Abstract
Hypoxia-inducible factor 1α (HIF1α) induces the expression of several hundred genes in hypoxia aiming at restoration of oxygen homeostasis. HIF prolyl-4-hydroxylases (HIF-P4Hs) regulate the stability of HIF1α in an oxygen-dependent manner. Hypoxia is a common feature in inflammation and cancer and the HIF pathway is closely linked with the inflammatory NF-κB and tumor suppressor p53 pathways. Here we show that genetic inactivation or chemical inhibition of HIF-P4H-1 leads to downregulation of proinflammatory genes, while proapoptotic genes are upregulated.
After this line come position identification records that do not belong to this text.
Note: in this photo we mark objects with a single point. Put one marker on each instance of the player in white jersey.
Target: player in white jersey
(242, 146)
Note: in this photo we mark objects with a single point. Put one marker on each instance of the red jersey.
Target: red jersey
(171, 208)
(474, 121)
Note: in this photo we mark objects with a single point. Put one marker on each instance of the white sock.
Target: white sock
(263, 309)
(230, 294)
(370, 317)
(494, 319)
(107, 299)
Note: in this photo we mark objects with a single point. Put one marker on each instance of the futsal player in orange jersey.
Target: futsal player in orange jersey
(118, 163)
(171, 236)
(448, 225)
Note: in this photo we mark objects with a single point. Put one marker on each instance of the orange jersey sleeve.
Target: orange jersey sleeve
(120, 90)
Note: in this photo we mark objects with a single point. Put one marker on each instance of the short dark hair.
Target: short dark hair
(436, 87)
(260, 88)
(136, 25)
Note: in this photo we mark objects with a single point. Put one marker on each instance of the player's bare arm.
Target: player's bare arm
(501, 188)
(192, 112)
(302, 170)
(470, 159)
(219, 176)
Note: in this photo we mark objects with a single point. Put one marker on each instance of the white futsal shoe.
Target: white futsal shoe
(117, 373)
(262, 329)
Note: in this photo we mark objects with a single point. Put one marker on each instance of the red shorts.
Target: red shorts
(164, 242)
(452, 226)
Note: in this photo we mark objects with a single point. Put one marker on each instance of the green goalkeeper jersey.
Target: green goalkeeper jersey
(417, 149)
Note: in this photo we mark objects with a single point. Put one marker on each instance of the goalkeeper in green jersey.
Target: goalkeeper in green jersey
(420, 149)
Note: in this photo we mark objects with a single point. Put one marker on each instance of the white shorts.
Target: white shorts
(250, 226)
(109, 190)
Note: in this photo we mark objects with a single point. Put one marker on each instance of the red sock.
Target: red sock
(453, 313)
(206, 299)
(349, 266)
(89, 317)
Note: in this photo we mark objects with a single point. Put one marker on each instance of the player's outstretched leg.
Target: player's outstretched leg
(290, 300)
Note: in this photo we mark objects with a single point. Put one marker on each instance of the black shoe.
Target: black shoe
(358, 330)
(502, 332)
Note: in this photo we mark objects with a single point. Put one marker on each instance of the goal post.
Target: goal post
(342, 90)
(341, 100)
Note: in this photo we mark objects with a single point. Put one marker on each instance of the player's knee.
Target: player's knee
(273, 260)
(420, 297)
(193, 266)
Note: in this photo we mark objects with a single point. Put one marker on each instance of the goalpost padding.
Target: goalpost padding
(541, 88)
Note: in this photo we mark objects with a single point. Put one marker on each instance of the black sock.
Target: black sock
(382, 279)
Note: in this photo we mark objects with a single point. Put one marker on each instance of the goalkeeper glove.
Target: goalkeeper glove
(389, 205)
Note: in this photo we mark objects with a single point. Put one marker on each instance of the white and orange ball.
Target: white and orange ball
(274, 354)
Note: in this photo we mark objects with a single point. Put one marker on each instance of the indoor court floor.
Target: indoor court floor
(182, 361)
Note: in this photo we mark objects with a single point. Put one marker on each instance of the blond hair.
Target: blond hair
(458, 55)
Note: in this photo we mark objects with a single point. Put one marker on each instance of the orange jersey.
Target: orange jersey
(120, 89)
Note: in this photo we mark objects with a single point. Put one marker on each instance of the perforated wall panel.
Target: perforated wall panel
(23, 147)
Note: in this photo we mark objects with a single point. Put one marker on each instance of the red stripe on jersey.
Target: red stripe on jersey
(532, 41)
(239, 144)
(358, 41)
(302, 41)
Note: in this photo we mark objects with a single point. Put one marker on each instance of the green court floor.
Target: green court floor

HIF-P4H-1 inactivation reduces the inflammatory response under LPS stimulus in vitro and in an acute skin inflammation model in vivo. Furthermore, HIF-P4H-1 inactivation increases p53 activity and stability and hydroxylation of proline 142 in p53 has an important role in this regulation. Altogether, our data suggest that HIF-P4H-1 inhibition may be a promising therapeutic candidate for inflammatory diseases and cancer, enhancing the reciprocal negative regulation of the NF-κB and p53 pathways.
Highlights
Under compromized oxygenation, a hypoxia response pathway is induced by hypoxia-inducible factors (HIFs) that activate >100 genes for hypoxic adaptation[1,2]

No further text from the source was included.